Au total, les coûts immédiats des phénomènes météorologiques extrêmes de cet été s'élèvent à 0,26 % de la production économique de l'UE en 2024. En 2029, ce chiffre passera à 0,78 %, ce qui représente une "perte potentielle économiquement significative", selon les chercheurs.
Les dommages économiques réels pourraient être plus élevés que prévu
Les auteurs de l'étude soulignent que ces estimations sont probablement prudentes et qu'elles pourraient ne représenter que la partie émergée de l'iceberg des coûts climatiques en Europe cet été.
Ils n'ont pas tenu compte des effets cumulés lorsque des événements extrêmes se produisent simultanément, comme les vagues de chaleur et les sécheresses.
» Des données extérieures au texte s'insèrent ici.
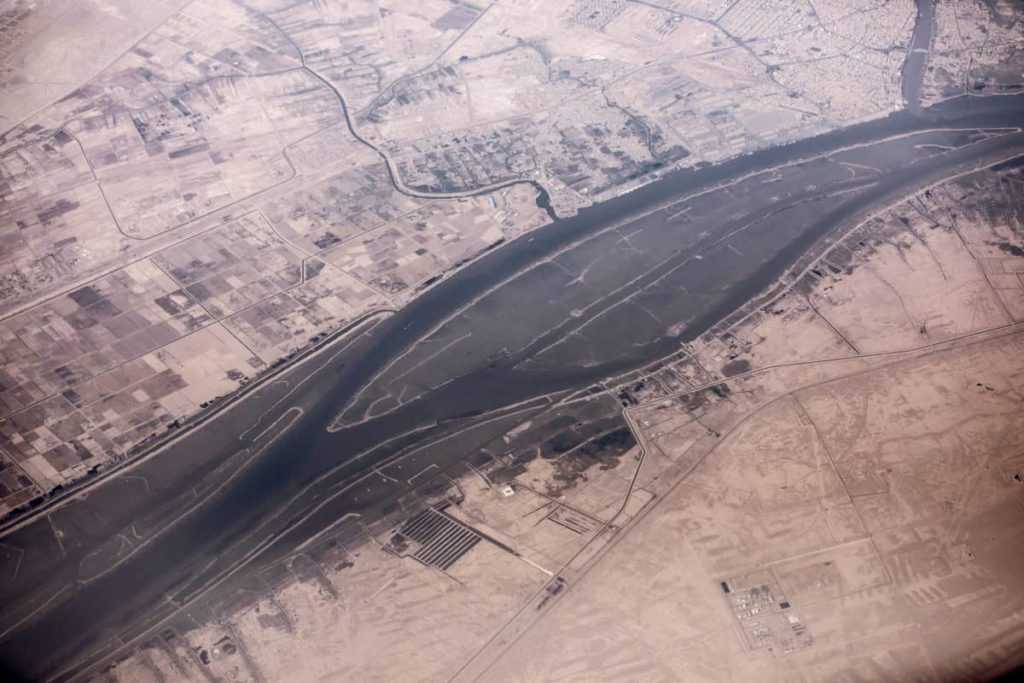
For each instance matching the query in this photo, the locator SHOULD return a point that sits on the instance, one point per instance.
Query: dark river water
(521, 343)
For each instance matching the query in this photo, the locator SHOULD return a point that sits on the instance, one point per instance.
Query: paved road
(613, 288)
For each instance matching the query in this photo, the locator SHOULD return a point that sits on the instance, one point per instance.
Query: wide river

Ils n'ont pas non plus pris en compte les risques tels que les incendies de forêt, qui ont battu des records dans toute l'Europe cette année, ou les dégâts causés par la grêle et le vent lors des tempêtes.
Les coûts de ces catastrophes climatiques, avertissent ils,"dépassent de loin les simples mesures de dommages et de destruction", qui couvrent les dommages causés aux biens matériels et qui sont fréquemment utilisées par les assureurs. Selon les chercheurs, l'étude montre clairement que les phénomènes météorologiques extrêmes ne sont plus une menace lointaine, ils influencent déjà le développement économique de l'Europe.
"Le fait de disposer d'estimations d'impact en temps opportun aide les décideurs politiques à cibler les stratégies de soutien et d'adaptation alors que les effets des événements extrêmes sont encore en train de se manifester", explique le Dr. Sehrish Usman.
Parallèlement aux réductions urgentes des émissions, ils appellent à une augmentation des investissements dans l'adaptation au climat, comme la protection contre la chaleur dans les villes ou l'amélioration des politiques de gestion de l'eau. Mais ils soulignent également que les mesures d'adaptation elles-mêmes sont coûteuses et ne constituent pas toujours l'utilisation la plus productive des fonds publics, et que des analyses économiques plus précises sont nécessaires pour concevoir des politiques qui soient à la fois efficaces et socialement équitables.